Our contemporary lives are filled with redundant technologies and consumer goods. To make sense of the technologies and objects that fill our lives, the artists in Beautiful Obsolescence reimagine consumer goods. By recontextualizing our view on these objects the artists bring a fresh eye to how these objects affect us, giving them new lives.

Jeanette May’s Tech Vanitas photographs of precariously stacked gadgets address the anxiety surrounding technological obsolescence. As May observes, we live in an age filled with devices that make domestic life faster, smarter, easier, and yet, more complicated. The more we yearn to keep current — the newest phone, computer, camera, audio system, coffee maker — the more we produce, consume, and discard. Tech Vanitas references the 17th Century vanitas paintings which celebrated The Netherlands’ new wealth. Just as Dutch Golden Age still lifes portray the abundance afforded a prosperous culture, Tech Vanitas embraces luxury, honors design, and acknowledges the fleeting nature of earthly pleasures.
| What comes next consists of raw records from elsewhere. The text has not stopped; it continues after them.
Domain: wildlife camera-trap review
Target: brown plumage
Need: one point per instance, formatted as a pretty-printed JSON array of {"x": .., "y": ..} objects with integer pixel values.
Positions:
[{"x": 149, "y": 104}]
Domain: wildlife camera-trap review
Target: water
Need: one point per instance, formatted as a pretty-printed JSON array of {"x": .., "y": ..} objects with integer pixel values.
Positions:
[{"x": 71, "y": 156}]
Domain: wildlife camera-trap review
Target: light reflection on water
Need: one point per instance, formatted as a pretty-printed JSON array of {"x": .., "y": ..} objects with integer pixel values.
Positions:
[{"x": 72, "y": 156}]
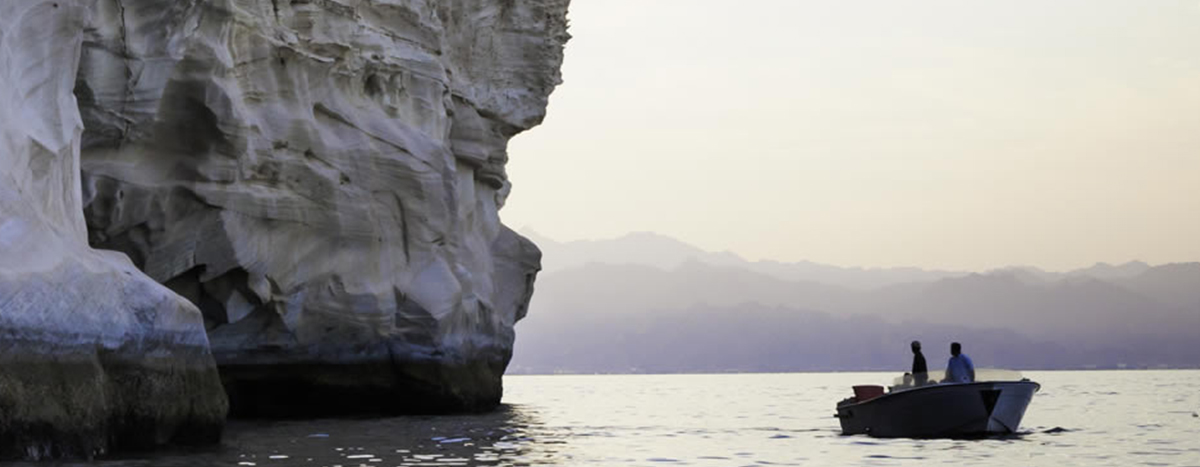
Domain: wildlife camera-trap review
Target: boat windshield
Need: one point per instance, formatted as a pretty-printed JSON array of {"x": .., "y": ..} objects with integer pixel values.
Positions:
[{"x": 982, "y": 375}]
In Adrianne Wortzel’s EX SITU CONSERVATION: Colony Relocation for Electronic Detritus an inventory of machine parts and electronic elements are photographed as surviving artifacts of technologies facing obsolescence. Objects are arranged in nature, perhaps even as species threatened with extinction. Her photos are an ironic attempt at reverse psychology — a reverence of technology at any price to the environment.

Mary Mattingly’s DRUM from her series Blockades, Boulders, Weights is a sculpture created from mass-produced objects the artist has collected over the years. Her goal is to create structures of bundled objects so that she is really faced with everything on which she relies and consumes. “And it’s a lot”, she says. Mattingly hopes to get people thinking about what we’re taking from the earth, how we can use what we already have to our best advantage. Her sculptures show just how much we’d have to carry if we bundled our objects on own backs.

The artists in Beautiful Obsolescence simultaneously critique and celebrate the multitude of objects we accumulate, to make sense of the stuff we collect in our lives. “May, Wortzel, and Mattingly are all storytellers”, says McDonald Crowley. “Through arranging objects, they compose narratives that help us to make sense of the technologies and belongings that we gather around us, immortalizing them as art objects and compositions: what might be considered trash becomes beauty.”